I'm not sure this is something to be proud of...

I am astounded at the fact that Merkley and his supporters are trumpeting the change to payday loan laws when the result is still a 35% interest rate.

Does anyone else think that's insane? Who would be proud of that?

How low is the standard here?


There's also a movie in the making based on Parkour.

I like Parkour. I also happen to think it'll make a terrible film.

Info on Parkour here.

I once told a HS student he should take it up. I'm pretty sure he thought I was insane.

The Stanford Prison Experiment

Apparently it's being made into a movie.

Patronage, Bush-style


And anyone who's thinking that "but Democrats do it too" is some kind of defense or otherwise in any way excuses this, please stop. I'm not interested in defending ANYONE who pulls shit like that. It's incredibly immoral no matter who does it.

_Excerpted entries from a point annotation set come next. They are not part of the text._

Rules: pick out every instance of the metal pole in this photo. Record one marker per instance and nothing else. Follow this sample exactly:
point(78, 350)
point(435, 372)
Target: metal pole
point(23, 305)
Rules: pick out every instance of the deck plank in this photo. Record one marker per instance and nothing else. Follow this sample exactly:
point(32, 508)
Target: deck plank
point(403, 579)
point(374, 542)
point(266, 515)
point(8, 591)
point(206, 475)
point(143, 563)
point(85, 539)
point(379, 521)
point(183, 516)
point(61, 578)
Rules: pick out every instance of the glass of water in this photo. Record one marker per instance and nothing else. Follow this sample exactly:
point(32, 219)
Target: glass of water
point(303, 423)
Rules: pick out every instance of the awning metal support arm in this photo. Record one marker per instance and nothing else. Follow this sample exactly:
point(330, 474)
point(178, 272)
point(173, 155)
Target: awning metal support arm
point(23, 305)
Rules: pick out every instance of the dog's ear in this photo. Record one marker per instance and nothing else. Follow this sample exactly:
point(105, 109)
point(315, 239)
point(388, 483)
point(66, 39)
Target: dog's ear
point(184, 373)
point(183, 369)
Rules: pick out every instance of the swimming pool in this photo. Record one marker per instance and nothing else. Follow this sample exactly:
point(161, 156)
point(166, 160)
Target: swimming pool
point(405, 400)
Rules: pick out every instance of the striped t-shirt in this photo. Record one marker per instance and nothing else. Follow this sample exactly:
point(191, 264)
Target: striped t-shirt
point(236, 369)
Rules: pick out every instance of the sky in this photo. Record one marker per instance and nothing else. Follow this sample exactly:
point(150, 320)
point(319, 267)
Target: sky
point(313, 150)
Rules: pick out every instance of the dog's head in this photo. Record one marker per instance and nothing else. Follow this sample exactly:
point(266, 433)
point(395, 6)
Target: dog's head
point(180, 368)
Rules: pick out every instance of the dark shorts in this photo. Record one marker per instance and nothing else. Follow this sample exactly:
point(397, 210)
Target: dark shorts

To put it another way: The federal government decided that aid to people in a disaster zone should be based on some of the beliefs of the people involved.

David Simon the slow decline of newspapers

This is a good great essay:

And now, with about twenty-five inches filed and sent to the state desk, I have come to rest, waiting while editors in the four o’clock shape the next day’s local front. I am sweating profusely, unsure what to do with my hands, my face, my soul. A Styrofoam cup of water sits in front of me, untouched. More laughter from the conference room, and finally they emerge -- Phelps and the others.

He looks at me, pulls on his mustache, frowns.

Dead. I am dead to him.

And then Phelps turns and whispers something to the tall editor beside him, something about me, clearly, because the tall guy is heading my way. I rise and actually drop my eyes. It will be fast, I tell myself. It will be fast and then I can go.

“You’re Simon?”


“Good story today.”

I wait.

I've been putting off adding The Wire to my list of things to watch despite hearing nothing but good things about it, but this pretty much seals the deal. Anyone who writes at that level gets my attention.